The limitations of this study include the feeding regime. Restricted diets are the most commonly used in Uruguay, with an average of 4.5 L of milk or milk replacer per day [3]. On the other hand, diets with a progressive increase in milk allow a greater daily weight gain, whereas a fixed volume forces the calf to start solid feeding early, promoting the development of the rumen [65,66,67]. Ad libitum milk feeding has been associated with poor performance and post-weaning growth retardation, probably due to delayed ruminal development [46]. In turn, some authors have observed that under diets with a higher milk supply or with a progressive increase, calves could suffer nutritional diarrhea (not associated with pathogens) and higher fecal score values [68,69,70]. However, other studies have reported no differences [71, 72]. The type of diet to use is highly debated and could affect the outcome of the results observed in this study. In future studies with these strains, other types of feeding regimes should be evaluated. Furthermore, more studies are required to determine whether the changes observed in the microbial community are maintained in the long term and how this could affect productivity.

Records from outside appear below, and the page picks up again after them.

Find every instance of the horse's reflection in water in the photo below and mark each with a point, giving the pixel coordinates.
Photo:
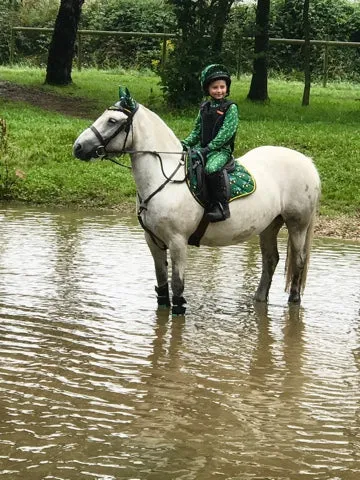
(287, 192)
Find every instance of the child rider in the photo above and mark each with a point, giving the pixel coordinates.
(213, 138)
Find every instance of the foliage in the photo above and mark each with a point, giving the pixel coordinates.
(199, 42)
(127, 16)
(8, 176)
(329, 20)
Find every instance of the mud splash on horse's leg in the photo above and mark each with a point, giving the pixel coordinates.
(161, 269)
(178, 250)
(270, 258)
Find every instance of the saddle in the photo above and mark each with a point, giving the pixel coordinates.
(241, 182)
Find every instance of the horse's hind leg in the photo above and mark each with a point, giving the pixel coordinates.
(178, 249)
(270, 258)
(297, 260)
(161, 269)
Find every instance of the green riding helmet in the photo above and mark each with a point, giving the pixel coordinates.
(213, 72)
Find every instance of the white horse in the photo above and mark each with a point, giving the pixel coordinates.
(287, 191)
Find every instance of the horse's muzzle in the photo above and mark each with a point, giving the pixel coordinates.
(80, 153)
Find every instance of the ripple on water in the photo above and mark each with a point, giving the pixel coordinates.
(96, 384)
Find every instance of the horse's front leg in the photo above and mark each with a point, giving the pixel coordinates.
(178, 250)
(270, 258)
(161, 269)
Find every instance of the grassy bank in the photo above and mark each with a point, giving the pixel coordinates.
(40, 140)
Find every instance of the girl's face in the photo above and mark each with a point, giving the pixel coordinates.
(218, 89)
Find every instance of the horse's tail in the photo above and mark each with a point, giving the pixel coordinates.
(290, 256)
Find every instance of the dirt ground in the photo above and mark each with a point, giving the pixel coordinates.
(339, 227)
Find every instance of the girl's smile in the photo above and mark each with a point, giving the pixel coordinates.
(218, 89)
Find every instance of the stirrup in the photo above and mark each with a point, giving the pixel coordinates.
(219, 213)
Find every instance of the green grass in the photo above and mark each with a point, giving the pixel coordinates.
(40, 142)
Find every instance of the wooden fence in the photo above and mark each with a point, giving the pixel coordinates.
(327, 44)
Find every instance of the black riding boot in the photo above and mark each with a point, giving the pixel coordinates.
(219, 190)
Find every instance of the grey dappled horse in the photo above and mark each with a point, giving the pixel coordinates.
(287, 192)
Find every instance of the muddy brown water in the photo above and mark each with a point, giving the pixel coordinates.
(95, 384)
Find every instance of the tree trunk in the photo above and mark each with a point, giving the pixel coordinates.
(221, 12)
(258, 88)
(307, 47)
(61, 51)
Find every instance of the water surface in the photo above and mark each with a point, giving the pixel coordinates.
(96, 384)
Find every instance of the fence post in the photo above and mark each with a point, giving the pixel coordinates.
(79, 51)
(325, 64)
(163, 53)
(238, 59)
(12, 46)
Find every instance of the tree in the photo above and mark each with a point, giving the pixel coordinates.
(258, 88)
(307, 68)
(61, 51)
(201, 27)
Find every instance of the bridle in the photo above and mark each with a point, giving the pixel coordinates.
(103, 153)
(101, 150)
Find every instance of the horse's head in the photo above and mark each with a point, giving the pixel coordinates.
(109, 134)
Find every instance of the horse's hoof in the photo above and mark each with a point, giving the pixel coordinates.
(165, 306)
(178, 310)
(294, 298)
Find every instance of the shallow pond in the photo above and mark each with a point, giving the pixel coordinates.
(95, 384)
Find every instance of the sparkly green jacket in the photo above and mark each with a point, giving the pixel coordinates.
(224, 135)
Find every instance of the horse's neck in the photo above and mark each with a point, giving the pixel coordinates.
(151, 134)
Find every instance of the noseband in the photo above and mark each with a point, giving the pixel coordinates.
(101, 150)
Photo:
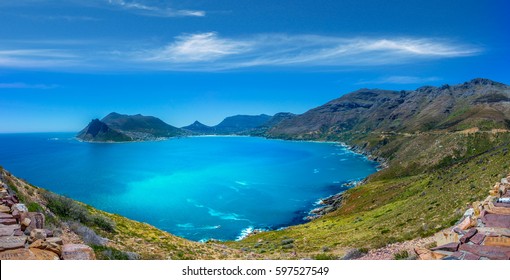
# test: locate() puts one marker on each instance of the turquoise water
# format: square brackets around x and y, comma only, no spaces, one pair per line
[197,187]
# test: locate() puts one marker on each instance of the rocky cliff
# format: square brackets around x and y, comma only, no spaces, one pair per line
[480,103]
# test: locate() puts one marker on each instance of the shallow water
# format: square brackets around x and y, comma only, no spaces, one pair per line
[196,187]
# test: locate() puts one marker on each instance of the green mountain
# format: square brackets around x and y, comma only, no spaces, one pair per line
[120,128]
[199,128]
[478,103]
[240,124]
[441,149]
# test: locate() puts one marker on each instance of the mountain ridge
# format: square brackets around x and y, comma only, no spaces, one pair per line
[116,127]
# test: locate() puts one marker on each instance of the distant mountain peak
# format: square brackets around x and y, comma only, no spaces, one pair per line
[116,127]
[480,103]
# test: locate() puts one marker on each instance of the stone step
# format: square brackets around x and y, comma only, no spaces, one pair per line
[9,229]
[490,252]
[496,220]
[12,242]
[11,221]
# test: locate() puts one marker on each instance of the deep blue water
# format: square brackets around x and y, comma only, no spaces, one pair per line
[197,187]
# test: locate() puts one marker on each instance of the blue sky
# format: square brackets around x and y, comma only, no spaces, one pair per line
[63,63]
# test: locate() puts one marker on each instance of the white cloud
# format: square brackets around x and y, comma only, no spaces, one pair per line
[210,51]
[199,48]
[38,58]
[26,86]
[149,10]
[403,80]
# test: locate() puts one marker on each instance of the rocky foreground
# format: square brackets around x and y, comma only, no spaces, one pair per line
[23,235]
[483,233]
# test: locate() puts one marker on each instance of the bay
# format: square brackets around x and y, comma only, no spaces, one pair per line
[195,187]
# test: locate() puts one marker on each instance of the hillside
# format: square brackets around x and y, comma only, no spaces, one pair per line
[111,236]
[240,125]
[442,148]
[199,128]
[120,128]
[478,103]
[439,156]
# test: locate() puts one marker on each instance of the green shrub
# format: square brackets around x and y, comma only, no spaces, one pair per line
[103,223]
[402,255]
[324,256]
[34,207]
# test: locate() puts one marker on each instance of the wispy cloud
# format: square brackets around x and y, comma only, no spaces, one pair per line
[152,10]
[26,86]
[203,47]
[210,51]
[38,58]
[402,80]
[68,18]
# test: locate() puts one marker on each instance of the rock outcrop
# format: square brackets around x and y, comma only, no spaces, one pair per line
[23,235]
[482,233]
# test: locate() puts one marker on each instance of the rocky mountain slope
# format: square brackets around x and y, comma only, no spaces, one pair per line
[121,128]
[240,125]
[441,148]
[61,228]
[199,128]
[480,103]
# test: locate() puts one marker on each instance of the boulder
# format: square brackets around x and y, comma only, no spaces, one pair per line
[5,216]
[495,230]
[445,237]
[12,242]
[496,220]
[477,238]
[8,230]
[37,220]
[424,254]
[497,241]
[8,221]
[44,254]
[49,233]
[20,207]
[48,246]
[492,253]
[470,257]
[37,234]
[77,252]
[468,235]
[450,247]
[17,254]
[4,209]
[465,224]
[25,223]
[56,240]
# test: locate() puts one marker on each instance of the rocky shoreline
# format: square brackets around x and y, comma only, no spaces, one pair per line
[333,202]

The results of this study revealed that 10 days of administration with the strains L. johnsonii TP1.6 and L. reuteri TP1.3B significantly affected the intestinal microbial community of young calves; in particular, it increased the abundance of recognized beneficial taxa such as Bifidobacterium and Akkermansia. Modulation of the intestinal microbiota could be one mechanism of action of these strains for reducing calf diarrhea.